Antes Que o Dia Termine.


sexta-feira, 4 de junho de 2010

Você ouve os outros?



"Sempre vejo anuciados cursos de oratória. Nunca vi anunciado curso de escutatória. Todo mundo quer aprender a falar... Ninguém quer aprender a ouvir. Pensei em oferecer um curso de escutatória, mas acho que ninguém vai se matricular.


Escutar é complicado e sutil. Diz Alberto Caeiro que "... não é bastante não ser cego para ver as árvores e as flores. É preciso também não ter filosofia nenhuma."




Filosofia é um monte de idéias, dentro da cabeça, sobre como são as coisas. Aí a gente que não é cego abre os olhos. Diante de nós, fora da cabeça, nos campos e matas, estão as árvores e as flores. Ver é colocar dentro da cabeça aquilo que existe fora. O cego não vê porque as janelas dele estão fechadas. O que está fora não consegue entrar. A gente não é cego. As árvores e as flores entram. Mas - coitadinhas delas - entram e caem num mar de idéias. São misturadas nas palavras da filosofia que mora em nós. Perdem a sua simplicidade de existir. Ficam outras coisas. Então o que vemos não são as árvores e as flores. Para se ver é preciso que a cabeça esteja vazia.



Parafraseio o Alberto Caeiro: Não é bastante ter ouvidos para ouvir o que é dito. É preciso também que haja silência dentro da alma. Daí a dificuldade...
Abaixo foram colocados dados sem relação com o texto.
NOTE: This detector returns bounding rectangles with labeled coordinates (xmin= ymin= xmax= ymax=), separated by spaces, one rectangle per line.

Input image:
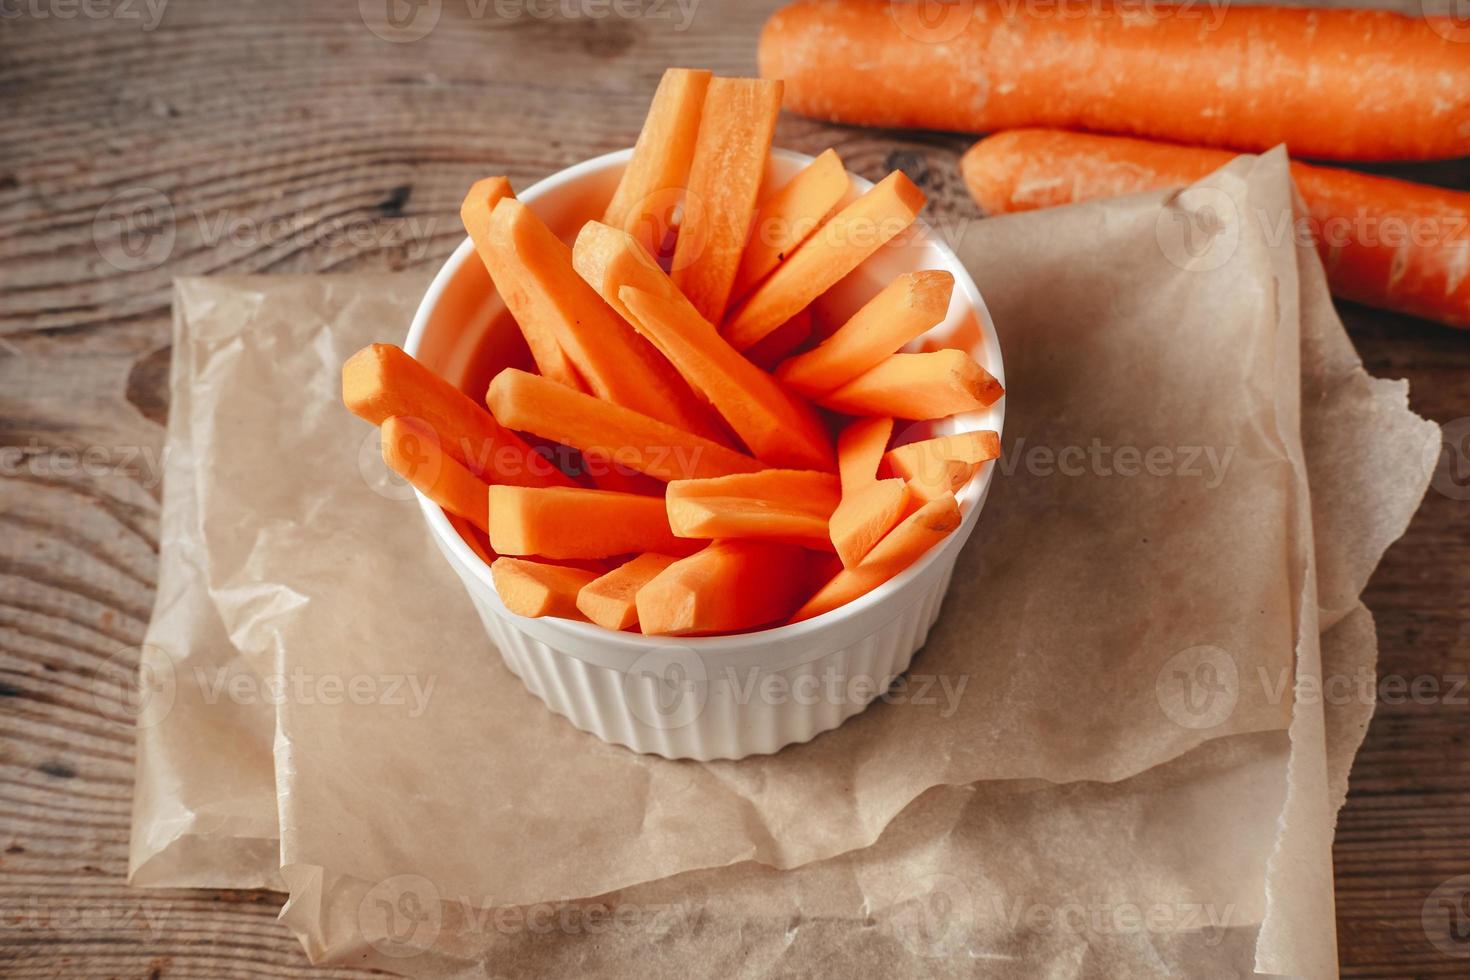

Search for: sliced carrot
xmin=792 ymin=493 xmax=961 ymax=623
xmin=744 ymin=308 xmax=814 ymax=371
xmin=829 ymin=477 xmax=912 ymax=568
xmin=485 ymin=197 xmax=722 ymax=437
xmin=819 ymin=350 xmax=1003 ymax=419
xmin=836 ymin=417 xmax=894 ymax=493
xmin=575 ymin=553 xmax=681 ymax=632
xmin=731 ymin=148 xmax=850 ymax=303
xmin=461 ymin=177 xmax=584 ymax=391
xmin=487 ymin=485 xmax=694 ymax=559
xmin=343 ymin=343 xmax=573 ymax=488
xmin=380 ymin=416 xmax=491 ymax=532
xmin=486 ymin=369 xmax=761 ymax=482
xmin=586 ymin=459 xmax=666 ymax=497
xmin=491 ymin=557 xmax=598 ymax=621
xmin=666 ymin=469 xmax=841 ymax=550
xmin=603 ymin=67 xmax=713 ymax=257
xmin=619 ymin=286 xmax=836 ymax=472
xmin=777 ymin=270 xmax=954 ymax=397
xmin=671 ymin=77 xmax=784 ymax=323
xmin=574 ymin=220 xmax=701 ymax=330
xmin=637 ymin=541 xmax=811 ymax=636
xmin=723 ymin=171 xmax=926 ymax=351
xmin=885 ymin=431 xmax=1001 ymax=499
A gente não aguenta ouvir o que o outro diz sem logo dar um palpite melhor ... Sem misturar o que ele diz com aquilo que a gente tem a dizer. Como se aquilo que ele diz não fosse digno de descansada consideração, e precisasse ser complementado por aquilo que a gente tem a dizer, que é muito melhor ...



Nossa incapacidade de ouvir é a manifestação mais constante e sutil de nossa arrogância e vaidade. No fundo, somos os mais bonitos ...
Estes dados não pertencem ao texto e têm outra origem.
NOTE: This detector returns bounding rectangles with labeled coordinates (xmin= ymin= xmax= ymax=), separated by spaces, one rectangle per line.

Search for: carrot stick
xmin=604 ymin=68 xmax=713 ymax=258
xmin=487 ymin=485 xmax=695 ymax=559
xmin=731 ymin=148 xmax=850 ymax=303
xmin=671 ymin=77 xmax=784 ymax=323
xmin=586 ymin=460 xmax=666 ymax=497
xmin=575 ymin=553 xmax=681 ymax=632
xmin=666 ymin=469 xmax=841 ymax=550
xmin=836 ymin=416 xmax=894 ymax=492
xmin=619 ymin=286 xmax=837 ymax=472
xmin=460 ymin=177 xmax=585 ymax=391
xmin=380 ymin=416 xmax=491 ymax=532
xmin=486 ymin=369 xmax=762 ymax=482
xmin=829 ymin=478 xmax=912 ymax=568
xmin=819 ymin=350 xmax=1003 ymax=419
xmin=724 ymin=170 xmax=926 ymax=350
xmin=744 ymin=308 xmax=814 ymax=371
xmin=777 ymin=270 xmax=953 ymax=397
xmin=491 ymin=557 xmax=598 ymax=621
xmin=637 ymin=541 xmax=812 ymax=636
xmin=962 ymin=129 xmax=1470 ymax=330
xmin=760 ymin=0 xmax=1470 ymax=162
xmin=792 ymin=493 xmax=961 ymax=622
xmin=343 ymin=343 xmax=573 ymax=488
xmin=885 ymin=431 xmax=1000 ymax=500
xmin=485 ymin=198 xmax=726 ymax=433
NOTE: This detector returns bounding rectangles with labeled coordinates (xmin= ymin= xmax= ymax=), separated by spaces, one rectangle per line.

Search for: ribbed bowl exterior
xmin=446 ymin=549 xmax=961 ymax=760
O longo silência quer dizer: "Estou ponderando cuidadosamente tudo aquilo que você falou". E assim vai a reunião. Não basta o silêncio de fora. É preciso silência dentro. Ausência de pensamentos. E aí, quando se faz o silêncio dentro, a gente começa a ouvir coisas que não ouvia.



Eu comecei a ouvir.



Fernando Pessoa conhecia a experiência, e se referia a algo que se ouve nos interstícios das palavras, no lugar onde não há palavras. A música acontece no silência. A alma é uma catedral submersa. No fundo do mar - quem faz mergulho sabe - a boca fica fechada.



Somos todos olhos e ouvidos. Aí, livres dos ruídos do falatório e dos saberes da filosofia, ouvimos a melodia que não havia, que de tão linda nos faz chorar.
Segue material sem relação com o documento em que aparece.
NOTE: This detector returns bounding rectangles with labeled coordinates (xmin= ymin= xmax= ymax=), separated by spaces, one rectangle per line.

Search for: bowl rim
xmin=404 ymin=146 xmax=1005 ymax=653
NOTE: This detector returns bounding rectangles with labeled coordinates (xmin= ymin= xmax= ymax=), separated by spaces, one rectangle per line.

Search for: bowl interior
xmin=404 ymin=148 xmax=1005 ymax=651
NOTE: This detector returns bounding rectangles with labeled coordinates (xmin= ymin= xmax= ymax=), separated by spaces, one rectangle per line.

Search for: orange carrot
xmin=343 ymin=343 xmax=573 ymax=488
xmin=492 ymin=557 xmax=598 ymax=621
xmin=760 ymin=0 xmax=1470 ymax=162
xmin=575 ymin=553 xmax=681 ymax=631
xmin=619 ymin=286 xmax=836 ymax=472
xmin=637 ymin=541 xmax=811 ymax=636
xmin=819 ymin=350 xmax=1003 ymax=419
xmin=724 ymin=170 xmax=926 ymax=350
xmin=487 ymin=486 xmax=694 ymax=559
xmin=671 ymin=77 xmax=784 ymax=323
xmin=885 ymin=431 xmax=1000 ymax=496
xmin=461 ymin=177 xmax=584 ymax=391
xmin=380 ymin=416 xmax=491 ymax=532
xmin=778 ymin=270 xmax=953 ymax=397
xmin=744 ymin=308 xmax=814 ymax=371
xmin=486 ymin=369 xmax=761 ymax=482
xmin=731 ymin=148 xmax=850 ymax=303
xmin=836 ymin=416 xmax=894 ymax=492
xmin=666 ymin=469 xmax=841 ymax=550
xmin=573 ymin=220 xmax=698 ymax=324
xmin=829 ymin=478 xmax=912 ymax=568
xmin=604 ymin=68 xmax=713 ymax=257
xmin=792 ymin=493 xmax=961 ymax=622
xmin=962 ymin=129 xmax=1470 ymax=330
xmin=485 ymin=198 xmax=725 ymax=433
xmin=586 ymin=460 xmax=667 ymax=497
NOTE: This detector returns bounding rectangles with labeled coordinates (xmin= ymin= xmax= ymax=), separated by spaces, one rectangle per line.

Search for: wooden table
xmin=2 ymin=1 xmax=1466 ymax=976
Para mim, Deus é isto: a beleza que se ouve no silêncio. Daí a importância de saber ouvir os outros: a beleza mora lá também.



Comunhão é quando a beleza do outro e a beleza da gente se juntam num contraponto. (O amor que acende a lua, pág. 65)."

Transcrito (Escutatório - Rubem Alves)



E aí? Você já parou para ouvir alguém, hoje?